Li Na, Zuo Ran, He Yuchao, Gong Wenchen, Wang Yu, Chen Liwei, Luo Yi, Zhang Cuicui, Liu Zhiyong, Chen Peng, Guo Hua
Department of Thoracic Oncology, Lung Cancer Diagnosis and Treatment Center, Tianjin Medical University Cancer Institute and Hospital, Tianjin, 300060, China.
National Clinical Research Center for Cancer, State Key Laboratory of Druggability Evaluation and Systematic Translational Medicine, Tianjin's Clinical Research Center for Cancer, Key Laboratory of Cancer Prevention and Therapy, Tianjin, 300060, China.
Cell Death Dis. 2024 Aug 1;15(8):555. doi: 10.1038/s41419-024-06945-7.
Resistance to epidermal growth factor receptor (EGFR)-tyrosine kinase inhibitors (TKIs) is a significant cause of treatment failure and cancer recurrence in non-small cell lung cancer (NSCLC). Approximately 30% of patients with EGFR-activating mutations exhibit primary resistance to EGFR-TKIs. However, the potential mechanisms of primary resistance to EGFR-TKIs remain poorly understood. Recent studies have shown that increased expression of programmed death ligand-1 (PD-L1) is associated with EGFR-TKIs resistance. Therefore, the present study aimed to investigate the mechanism of PD-L1 in primary resistance to EGFR-TKIs in EGFR-mutant lung adenocarcinoma (LUAD) cells. We found that PD-L1 was associated with poor prognosis in patients with EGFR-mutant LUAD, while the combination of EGFR-TKIs with chemotherapy could improve its therapeutic efficacy. In vitro and in vivo experiments revealed that PD-L1 promoted the proliferation and autophagy and inhibited the apoptosis of LUAD cells. Mechanistic studies demonstrated that upregulation of PD-L1 was critical in inducing autophagy through the mitogen-activated protein kinase (MAPK) signaling pathway, which was beneficial for tumor progression and the development of gefitinib resistance. Furthermore, we found that gefitinib combined with pemetrexed could synergistically enhance antitumor efficacy in PD-L1-overexpression LUAD cells. Overall, our study demonstrated that PD-L1 contributed to primary resistance to EGFR-TKIs in EGFR-mutant LUAD cells, which may be mediated by inducing autophagy via the MAPK signaling pathway. These findings not only help improve the prognosis of patients with EGFR-mutant LUAD but also provide a reference for the research of other cancer types.

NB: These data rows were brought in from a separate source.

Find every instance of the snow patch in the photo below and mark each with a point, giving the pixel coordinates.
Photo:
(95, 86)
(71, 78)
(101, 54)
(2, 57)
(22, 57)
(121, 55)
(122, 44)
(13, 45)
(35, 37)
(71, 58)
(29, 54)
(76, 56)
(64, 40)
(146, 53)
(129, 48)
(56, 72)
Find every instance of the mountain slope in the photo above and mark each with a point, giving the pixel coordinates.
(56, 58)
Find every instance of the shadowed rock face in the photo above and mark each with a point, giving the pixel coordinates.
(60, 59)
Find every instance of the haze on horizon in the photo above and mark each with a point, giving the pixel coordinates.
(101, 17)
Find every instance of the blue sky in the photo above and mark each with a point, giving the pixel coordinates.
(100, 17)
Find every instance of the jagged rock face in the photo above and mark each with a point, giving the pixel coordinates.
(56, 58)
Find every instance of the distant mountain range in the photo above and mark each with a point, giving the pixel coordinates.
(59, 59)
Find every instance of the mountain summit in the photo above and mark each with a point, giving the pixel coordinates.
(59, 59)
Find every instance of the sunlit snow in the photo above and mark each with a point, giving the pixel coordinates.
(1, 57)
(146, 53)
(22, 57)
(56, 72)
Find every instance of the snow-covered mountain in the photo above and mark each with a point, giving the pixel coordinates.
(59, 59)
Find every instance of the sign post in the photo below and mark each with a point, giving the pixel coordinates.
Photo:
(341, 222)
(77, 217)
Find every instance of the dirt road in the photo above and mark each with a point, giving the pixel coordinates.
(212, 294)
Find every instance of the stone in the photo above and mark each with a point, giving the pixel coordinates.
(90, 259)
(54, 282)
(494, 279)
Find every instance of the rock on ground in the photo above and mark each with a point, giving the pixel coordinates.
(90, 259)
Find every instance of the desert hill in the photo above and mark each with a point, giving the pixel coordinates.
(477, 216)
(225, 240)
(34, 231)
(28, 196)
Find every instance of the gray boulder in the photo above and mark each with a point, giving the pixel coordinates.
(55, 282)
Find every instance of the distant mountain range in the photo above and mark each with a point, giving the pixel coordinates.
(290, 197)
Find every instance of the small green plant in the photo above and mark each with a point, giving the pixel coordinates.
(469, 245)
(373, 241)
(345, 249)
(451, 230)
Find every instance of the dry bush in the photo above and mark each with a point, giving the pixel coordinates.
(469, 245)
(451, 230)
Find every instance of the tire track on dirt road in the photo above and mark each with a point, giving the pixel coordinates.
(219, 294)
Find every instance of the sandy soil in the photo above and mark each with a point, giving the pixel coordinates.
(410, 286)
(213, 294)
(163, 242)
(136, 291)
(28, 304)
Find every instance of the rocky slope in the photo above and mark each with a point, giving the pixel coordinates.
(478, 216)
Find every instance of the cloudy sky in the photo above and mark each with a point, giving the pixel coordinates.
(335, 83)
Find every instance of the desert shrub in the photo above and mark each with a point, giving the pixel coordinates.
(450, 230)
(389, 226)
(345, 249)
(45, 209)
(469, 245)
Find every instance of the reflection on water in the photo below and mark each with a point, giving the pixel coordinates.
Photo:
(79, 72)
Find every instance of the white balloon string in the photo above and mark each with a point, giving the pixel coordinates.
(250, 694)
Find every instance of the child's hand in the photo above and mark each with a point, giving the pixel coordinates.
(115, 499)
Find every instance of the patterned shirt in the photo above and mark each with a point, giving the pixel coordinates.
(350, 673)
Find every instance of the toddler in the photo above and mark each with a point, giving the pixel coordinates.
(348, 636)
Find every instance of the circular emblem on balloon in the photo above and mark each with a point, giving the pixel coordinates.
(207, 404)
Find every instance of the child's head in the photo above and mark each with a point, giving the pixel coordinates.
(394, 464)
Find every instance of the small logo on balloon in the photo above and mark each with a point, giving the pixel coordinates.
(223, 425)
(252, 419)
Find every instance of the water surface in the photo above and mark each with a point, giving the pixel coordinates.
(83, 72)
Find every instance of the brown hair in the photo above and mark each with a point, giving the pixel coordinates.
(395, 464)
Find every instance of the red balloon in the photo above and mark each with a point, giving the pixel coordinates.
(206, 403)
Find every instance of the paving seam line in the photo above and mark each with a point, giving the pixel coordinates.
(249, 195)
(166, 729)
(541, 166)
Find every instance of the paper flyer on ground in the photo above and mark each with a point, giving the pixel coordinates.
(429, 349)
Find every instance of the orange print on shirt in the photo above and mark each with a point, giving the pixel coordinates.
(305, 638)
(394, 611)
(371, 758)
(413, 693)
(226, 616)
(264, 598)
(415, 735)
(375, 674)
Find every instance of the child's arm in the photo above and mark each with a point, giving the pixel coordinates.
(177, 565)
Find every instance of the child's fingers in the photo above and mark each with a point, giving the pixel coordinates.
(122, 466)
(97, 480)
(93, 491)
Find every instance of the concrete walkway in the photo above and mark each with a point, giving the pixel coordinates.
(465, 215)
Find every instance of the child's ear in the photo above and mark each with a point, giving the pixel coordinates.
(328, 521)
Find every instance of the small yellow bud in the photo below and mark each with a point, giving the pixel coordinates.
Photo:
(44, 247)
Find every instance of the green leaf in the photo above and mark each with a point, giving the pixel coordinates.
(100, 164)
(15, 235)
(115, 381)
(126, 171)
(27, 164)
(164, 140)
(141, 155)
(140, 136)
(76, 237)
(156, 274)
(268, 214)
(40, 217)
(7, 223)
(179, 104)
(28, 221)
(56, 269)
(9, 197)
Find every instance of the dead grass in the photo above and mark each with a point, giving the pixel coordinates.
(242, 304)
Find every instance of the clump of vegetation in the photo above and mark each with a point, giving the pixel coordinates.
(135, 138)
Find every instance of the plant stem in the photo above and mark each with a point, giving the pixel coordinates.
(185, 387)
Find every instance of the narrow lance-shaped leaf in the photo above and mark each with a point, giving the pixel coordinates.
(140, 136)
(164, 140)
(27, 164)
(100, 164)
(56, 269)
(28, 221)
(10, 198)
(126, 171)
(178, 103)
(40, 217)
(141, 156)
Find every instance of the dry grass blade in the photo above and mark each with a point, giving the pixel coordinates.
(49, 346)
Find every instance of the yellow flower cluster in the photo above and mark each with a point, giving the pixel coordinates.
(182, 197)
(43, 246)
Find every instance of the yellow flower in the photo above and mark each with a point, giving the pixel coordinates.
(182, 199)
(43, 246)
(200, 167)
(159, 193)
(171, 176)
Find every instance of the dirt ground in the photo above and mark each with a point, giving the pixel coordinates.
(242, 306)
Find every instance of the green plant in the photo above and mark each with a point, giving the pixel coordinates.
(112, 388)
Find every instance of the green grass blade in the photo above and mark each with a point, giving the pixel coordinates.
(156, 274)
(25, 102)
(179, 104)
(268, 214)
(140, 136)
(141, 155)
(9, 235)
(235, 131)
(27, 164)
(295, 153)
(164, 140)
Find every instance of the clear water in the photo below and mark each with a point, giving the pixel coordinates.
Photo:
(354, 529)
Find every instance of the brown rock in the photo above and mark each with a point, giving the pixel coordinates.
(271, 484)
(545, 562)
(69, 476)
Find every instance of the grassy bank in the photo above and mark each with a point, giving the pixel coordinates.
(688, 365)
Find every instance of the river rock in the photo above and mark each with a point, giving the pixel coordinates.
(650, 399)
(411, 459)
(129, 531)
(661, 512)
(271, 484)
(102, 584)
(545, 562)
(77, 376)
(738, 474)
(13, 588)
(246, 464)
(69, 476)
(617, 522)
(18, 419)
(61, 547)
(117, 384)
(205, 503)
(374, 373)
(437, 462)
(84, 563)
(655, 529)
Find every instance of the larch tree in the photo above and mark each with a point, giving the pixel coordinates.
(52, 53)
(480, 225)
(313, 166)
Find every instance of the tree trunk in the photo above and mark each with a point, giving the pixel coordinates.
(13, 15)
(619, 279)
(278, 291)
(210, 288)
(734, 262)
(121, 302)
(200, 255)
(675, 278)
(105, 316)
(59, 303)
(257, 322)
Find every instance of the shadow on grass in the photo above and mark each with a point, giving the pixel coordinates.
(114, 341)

对表皮生长因子受体(EGFR)-酪氨酸激酶抑制剂(TKIs)耐药是导致非小细胞肺癌(NSCLC)治疗失败和癌症复发的重要原因。约30%具有EGFR激活突变的患者对EGFR-TKIs表现出原发性耐药。然而,EGFR-TKIs原发性耐药的潜在机制仍知之甚少。最近的研究表明,程序性死亡配体-1(PD-L1)表达增加与EGFR-TKIs耐药相关。因此,本研究旨在探讨PD-L1在EGFR突变型肺腺癌(LUAD)细胞对EGFR-TKIs原发性耐药中的作用机制。我们发现,PD-L1与EGFR突变型LUAD患者的不良预后相关,而EGFR-TKIs与化疗联合应用可提高其治疗效果。体外和体内实验表明,PD-L1促进LUAD细胞增殖和自噬,抑制细胞凋亡。机制研究表明,PD-L1上调通过丝裂原活化蛋白激酶(MAPK)信号通路诱导自噬,这有利于肿瘤进展和吉非替尼耐药的发生。此外,我们发现吉非替尼联合培美曲塞可协同增强PD-L1过表达的LUAD细胞的抗肿瘤疗效。总体而言,我们的研究表明,PD-L1在EGFR突变型LUAD细胞中导致对EGFR-TKIs的原发性耐药,这可能是通过MAPK信号通路诱导自噬介导的。这些发现不仅有助于改善EGFR突变型LUAD患者的预后,也为其他癌症类型的研究提供了参考。